A total of 263 volunteers, age 80 and older, were enrolled in a population-based door-to-door survey of Amish communities in Indiana and Ohio. The researchers studied this particular Amish population because they have fairly large families with well-documented genealogies. Furthermore, because they live relatively homogeneous lives, non-genetic factors such as environment and diet would have a smaller effect on less destructive aging, as compared to the general population. Study participants who scored in the top third of the sample for lower limb function, required little assistance with self-care tasks, had no symptoms of depression, and expressed a high level of life satisfaction were considered to be ‘less destructively aged’ (73 participants in total). The remaining 190 study participants were retained as controls.
Researchers have theorized for some time that mitochondria — the organelles that produce energy in human cells — may play a role in aging. There is evidence that people who experience less destructive aging have genetically different mitochondria when compared to the general population. Furthermore, mitochondrial lineages described by patterns of common genetic variants (or “haplogroups“) have also been shown to be associated with increased longevity in different populations. To better understand these underlying genetic factors, Dr. Scott and his colleagues studied the influence of mitochondrial haplogroups on less destructive aging and sought to identify the common genetic variations in the mitochondrial genome that are potentially associated with less destructive aging in a sample of Amish individuals age 80 and older.
The common variations in the mitochondrial genome define distinct ‘haplogroups that are found in specific geographic regions around the world. For this study, Scott’s research team looked at the nine most common European haplogroups, since the Amish are descendants of individuals from Europe.
The current research results indicate that one fairly rare mitochondrial haplogroup found in only 2% of all Europeans — which is known as ‘haplogroup X’ — was found in 15% of the less destructively aged Amish population (versus only 3% of the controls) and had a significant positive association with less destructive aging. On the other hand, the researchers also reported that another mitochondrial haplogroup called ‘haplogroup J’ which is typically found in about 10-25% of Southern Europeans, was found in only 5% of the Amish population and had a negative association with less destructive aging factors.
Thus, a significant positive association with less destructive aging was found with mitochondrial haplogroup X (which was more prevalent among the aged Amish population), while a negative association was found with haplogroup J (which is more prevalent in European populations than the Amish). All positively associated alleles were found together on haplogroup X, while all negatively associated alleles fell in haplogroup J. All positively associated alleles were found together on haplogroup X (1719A), while all negatively associated alleles fell in haplogroup J (rs2854122, rs3135030, and 10398G).
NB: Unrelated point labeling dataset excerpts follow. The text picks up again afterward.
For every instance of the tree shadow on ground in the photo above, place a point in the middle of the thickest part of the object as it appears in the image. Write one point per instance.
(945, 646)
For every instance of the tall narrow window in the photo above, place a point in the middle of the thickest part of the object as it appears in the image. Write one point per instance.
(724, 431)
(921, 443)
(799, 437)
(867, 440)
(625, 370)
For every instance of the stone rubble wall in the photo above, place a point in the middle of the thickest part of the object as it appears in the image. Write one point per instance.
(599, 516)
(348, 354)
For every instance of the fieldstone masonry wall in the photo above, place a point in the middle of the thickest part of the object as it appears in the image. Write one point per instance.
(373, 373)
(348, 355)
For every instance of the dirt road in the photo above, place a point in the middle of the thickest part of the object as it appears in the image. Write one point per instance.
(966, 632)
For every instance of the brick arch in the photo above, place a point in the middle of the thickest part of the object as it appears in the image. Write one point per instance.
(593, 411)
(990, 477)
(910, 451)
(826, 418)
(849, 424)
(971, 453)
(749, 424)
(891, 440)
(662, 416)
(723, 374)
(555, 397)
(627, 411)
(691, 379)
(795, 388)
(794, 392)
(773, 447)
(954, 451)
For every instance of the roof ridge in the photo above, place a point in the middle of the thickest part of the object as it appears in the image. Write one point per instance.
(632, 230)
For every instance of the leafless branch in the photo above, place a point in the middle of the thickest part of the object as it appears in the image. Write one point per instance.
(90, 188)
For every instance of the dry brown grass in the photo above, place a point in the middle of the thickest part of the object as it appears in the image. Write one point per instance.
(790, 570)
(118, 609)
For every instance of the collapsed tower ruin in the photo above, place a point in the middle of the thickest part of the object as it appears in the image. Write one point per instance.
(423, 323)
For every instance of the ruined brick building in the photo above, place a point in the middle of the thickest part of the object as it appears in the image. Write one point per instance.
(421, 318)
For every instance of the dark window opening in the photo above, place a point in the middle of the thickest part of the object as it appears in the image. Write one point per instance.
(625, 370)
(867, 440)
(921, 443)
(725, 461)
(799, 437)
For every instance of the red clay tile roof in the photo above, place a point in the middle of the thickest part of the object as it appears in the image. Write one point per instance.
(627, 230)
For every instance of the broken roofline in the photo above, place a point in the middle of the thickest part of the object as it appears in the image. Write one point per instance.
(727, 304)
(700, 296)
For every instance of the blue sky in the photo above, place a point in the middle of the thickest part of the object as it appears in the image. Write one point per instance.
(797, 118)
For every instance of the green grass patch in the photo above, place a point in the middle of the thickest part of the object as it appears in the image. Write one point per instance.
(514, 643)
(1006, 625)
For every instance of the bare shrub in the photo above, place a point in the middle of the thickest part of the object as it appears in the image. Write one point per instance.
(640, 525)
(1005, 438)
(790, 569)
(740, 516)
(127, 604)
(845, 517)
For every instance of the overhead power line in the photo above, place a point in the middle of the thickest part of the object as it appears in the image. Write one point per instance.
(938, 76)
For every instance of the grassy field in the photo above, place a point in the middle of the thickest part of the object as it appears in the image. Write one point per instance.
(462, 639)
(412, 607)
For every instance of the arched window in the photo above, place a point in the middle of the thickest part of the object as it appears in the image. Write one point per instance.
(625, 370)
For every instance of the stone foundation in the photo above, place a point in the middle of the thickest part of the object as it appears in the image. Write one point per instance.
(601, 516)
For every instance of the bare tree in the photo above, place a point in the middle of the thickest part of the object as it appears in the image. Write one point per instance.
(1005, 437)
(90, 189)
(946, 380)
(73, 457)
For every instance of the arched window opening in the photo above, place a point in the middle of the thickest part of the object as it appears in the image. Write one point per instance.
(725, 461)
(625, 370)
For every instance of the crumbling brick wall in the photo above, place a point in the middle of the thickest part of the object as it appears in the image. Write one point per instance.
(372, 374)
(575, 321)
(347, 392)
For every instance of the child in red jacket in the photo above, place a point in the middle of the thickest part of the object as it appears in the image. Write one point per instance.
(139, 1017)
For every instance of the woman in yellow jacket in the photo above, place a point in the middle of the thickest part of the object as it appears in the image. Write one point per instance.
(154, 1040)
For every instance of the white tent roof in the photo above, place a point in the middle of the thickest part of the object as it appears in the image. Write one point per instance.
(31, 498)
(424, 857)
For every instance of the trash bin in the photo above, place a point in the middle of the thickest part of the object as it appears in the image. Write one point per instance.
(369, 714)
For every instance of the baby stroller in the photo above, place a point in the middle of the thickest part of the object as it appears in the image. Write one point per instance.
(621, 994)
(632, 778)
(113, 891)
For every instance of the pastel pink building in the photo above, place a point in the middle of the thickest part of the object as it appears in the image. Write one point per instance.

This data represents a novel association of mitochondrial haplogroup X with less destructive aging that conflicts with previous positive associations of haplogroup J with longevity in other populations.
“In this study, we focused on looking for genes that may have an influence on keeping people healthy, rather than identifying genes associated with disease,” said William Scott, PhD, the senior author of the research abstract presented at the ASHG 2010 Annual Meeting. “Our research results support the idea that mitochondria play an important role in aging, and our findings also suggest a specific subset of genetic variants that might influence less destructive aging in this group of people.”
“In our future research, it is important that we attempt to broadly associate this mitochondrial variation to aging in this population, figure out what it does biologically, and then see if we can reproduce it in other samples,” said Scott. “Furthermore, we will also need to look more closely at the mitochondrial genome for specific variants that influence aging.”
I personally think that placing a strong focus on the factors responsible for maintaining youthful human function has the potential to be very fruitful because it can provide insight into what keeps us healthier for longer periods of time. By identifying these causes, we can start looking at ways to promote longer and healthier lives in general population.